Il gruppo — chiamato informalmente Consiglio per la Nuova Costituzione — dovrebbe combinare membri di partiti politici, costituzionalisti e consulenti indipendenti per elaborare una bozza comprensiva che poi dovrà affrontare il normale iter istituzionale previsto per la modifica della legge fondamentale.

Composizione e mandato del consiglio

Secondo le indicazioni fornite, la struttura del consiglio prevede la presenza di delegati provenienti dai vari club parlamentari (due per ogni club) e di rappresentanti dei cori parlamentari (uno per ogni collegio), oltre a un gruppo di esperti.

L’intento dichiarato dal presidente è di assicurare una pluralità di punti di vista, consentendo al lavoro di svilupparsi in modo trasparente e tecnico. Il mandato affidato al consiglio è ambizioso: preparare un progetto alternativo di costituzione entro il termine del mandato presidenziale, tenendo conto delle procedure formali che precedono qualsiasi revisione costituzionale.

Obiettivi pratici e metodo di lavoro

Il palazzo presidenziale ha sottolineato che non si tratterà di incontri simbolici ma di un’attività sostanziale e documentata, concepita per produrre un testo argomentato e coerente. Il metodo prevede discussioni tecniche, consultazioni pubbliche e il confronto tra visioni diverse del quadro istituzionale, inclusi i ruoli del Parlamento, del Governo e del sistema giudiziario. L’idea è di raggiungere, se possibile, un consenso politico attorno ai principi fondamentali, prima di sottoporre il risultato alle procedure parlamentari e, eventualmente, a un referendum.

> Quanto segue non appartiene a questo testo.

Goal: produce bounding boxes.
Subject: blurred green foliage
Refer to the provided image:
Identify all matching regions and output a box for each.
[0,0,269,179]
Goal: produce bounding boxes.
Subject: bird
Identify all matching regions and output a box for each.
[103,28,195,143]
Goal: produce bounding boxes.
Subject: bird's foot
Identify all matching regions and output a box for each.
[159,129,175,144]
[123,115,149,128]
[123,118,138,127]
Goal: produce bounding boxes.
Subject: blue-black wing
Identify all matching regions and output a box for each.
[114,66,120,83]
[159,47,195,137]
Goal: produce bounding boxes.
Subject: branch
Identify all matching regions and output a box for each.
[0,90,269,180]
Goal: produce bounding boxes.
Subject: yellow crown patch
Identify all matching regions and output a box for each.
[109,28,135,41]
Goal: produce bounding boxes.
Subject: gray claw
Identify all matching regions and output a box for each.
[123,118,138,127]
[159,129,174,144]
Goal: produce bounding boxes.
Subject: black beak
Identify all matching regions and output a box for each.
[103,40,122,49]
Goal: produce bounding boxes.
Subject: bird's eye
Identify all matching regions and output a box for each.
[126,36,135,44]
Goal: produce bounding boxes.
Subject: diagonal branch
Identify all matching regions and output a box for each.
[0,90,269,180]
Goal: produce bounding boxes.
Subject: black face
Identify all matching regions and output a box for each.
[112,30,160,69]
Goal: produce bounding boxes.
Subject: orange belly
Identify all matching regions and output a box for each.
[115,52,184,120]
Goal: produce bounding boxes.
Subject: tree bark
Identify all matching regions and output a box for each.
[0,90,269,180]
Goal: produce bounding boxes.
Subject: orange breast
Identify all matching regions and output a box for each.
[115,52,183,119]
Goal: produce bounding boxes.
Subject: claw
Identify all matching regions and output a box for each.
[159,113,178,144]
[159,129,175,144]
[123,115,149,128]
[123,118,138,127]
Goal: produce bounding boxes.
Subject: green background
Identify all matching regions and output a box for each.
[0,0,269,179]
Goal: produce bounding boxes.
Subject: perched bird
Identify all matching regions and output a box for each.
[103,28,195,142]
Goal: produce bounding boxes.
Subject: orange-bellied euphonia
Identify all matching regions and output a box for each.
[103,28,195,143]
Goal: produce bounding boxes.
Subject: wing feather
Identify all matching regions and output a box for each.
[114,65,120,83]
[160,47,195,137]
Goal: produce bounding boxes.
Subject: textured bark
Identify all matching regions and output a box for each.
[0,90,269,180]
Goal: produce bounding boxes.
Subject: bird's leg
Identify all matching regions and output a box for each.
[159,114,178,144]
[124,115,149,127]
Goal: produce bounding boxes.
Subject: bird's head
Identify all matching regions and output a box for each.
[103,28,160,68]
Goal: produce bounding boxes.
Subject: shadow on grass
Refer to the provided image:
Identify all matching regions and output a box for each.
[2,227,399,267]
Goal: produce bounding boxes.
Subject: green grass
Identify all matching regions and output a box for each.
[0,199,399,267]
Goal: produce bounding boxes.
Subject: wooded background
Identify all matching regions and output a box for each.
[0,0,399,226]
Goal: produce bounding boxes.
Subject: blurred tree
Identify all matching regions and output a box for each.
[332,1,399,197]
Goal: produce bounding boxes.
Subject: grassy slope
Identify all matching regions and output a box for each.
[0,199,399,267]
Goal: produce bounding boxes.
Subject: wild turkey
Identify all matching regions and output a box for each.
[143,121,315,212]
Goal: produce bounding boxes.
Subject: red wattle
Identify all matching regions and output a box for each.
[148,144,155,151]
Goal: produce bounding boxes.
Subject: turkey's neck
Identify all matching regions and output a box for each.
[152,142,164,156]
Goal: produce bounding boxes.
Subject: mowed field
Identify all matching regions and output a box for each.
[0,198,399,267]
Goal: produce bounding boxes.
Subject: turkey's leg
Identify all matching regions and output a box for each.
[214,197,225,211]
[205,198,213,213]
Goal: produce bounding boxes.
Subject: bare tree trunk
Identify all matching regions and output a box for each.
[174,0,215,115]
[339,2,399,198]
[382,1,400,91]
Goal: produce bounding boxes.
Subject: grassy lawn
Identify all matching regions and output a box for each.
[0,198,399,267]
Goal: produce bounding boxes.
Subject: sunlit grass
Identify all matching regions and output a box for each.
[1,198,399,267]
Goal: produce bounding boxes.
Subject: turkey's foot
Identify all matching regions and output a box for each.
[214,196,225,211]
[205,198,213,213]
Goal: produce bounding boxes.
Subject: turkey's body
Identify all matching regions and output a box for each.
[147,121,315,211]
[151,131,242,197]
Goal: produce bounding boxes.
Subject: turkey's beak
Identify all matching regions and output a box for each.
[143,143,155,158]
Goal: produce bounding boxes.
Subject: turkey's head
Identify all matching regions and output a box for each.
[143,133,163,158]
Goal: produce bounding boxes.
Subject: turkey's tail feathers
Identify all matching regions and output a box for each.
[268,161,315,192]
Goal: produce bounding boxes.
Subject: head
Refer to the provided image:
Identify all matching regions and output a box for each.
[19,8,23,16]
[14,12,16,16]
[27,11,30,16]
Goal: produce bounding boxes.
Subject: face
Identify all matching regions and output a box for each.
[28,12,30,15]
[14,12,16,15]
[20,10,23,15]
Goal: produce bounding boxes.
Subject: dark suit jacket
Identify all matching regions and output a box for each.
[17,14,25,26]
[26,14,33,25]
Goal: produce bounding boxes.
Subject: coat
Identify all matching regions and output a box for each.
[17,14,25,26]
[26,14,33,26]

Ostacoli politici e percorso legislativo

Dal punto di vista costituzionale il presidente ha il diritto di proporre emendamenti, ma la loro approvazione richiede soglie elevate: una maggioranza qualificata di due terzi alla Camera bassa e la maggioranza assoluta al Senato. Qui si trova il primo ostacolo pratico: il Parlamento è attualmente controllato da una coalizione liberale che si oppone alle linee politiche del presidente e del partito di riferimento, il PiS. Poiché l’opposizione di governo detiene i numeri necessari nelle due camere, le proposte di Nawrocki non hanno concrete possibilità di essere approvate così come sono state pensate, a meno di sviluppare un ampio accordo trasversale.

Impatto sul conflitto politico

La proposta costituzionale è interpretata anche come una mossa strategica nel conflitto istituzionale tra Nawrocki e il premier Donald Tusk. Tusk ha risposto con toni critici, ricordando che il rispetto della costituzione esistente è il primo dovere delle istituzioni; in un post pubblico ha evidenziato che il paese deve prima mostrare fedeltà alla carta attuale. La disputa riflette tensioni più ampie: questioni come la nomina dei giudici, il ruolo del Presidente nelle cerimonie ufficiali e la gestione delle nomine militari sono già state al centro di contrasti recenti.

Prospettive e possibili sviluppi

Se il consiglio completerà una bozza entro il termine del mandato, il documento andrà comunque incontro a un percorso istituzionale complesso: esame parlamentare, votazioni con maggioranze qualificate e, se richiesto, consultazione popolare. Anche sul piano pubblico la proposta rischia di polarizzare l’opinione: per i sostenitori essa è un’opportunità per aggiornare l’architettura dello Stato, per i critici una manovra politica che non rispetta le priorità istituzionali. Resta centrale la domanda su chi sarà disposto a sedersi al tavolo del negoziato e su quale spazio verrà concesso al dialogo tra le forze politiche.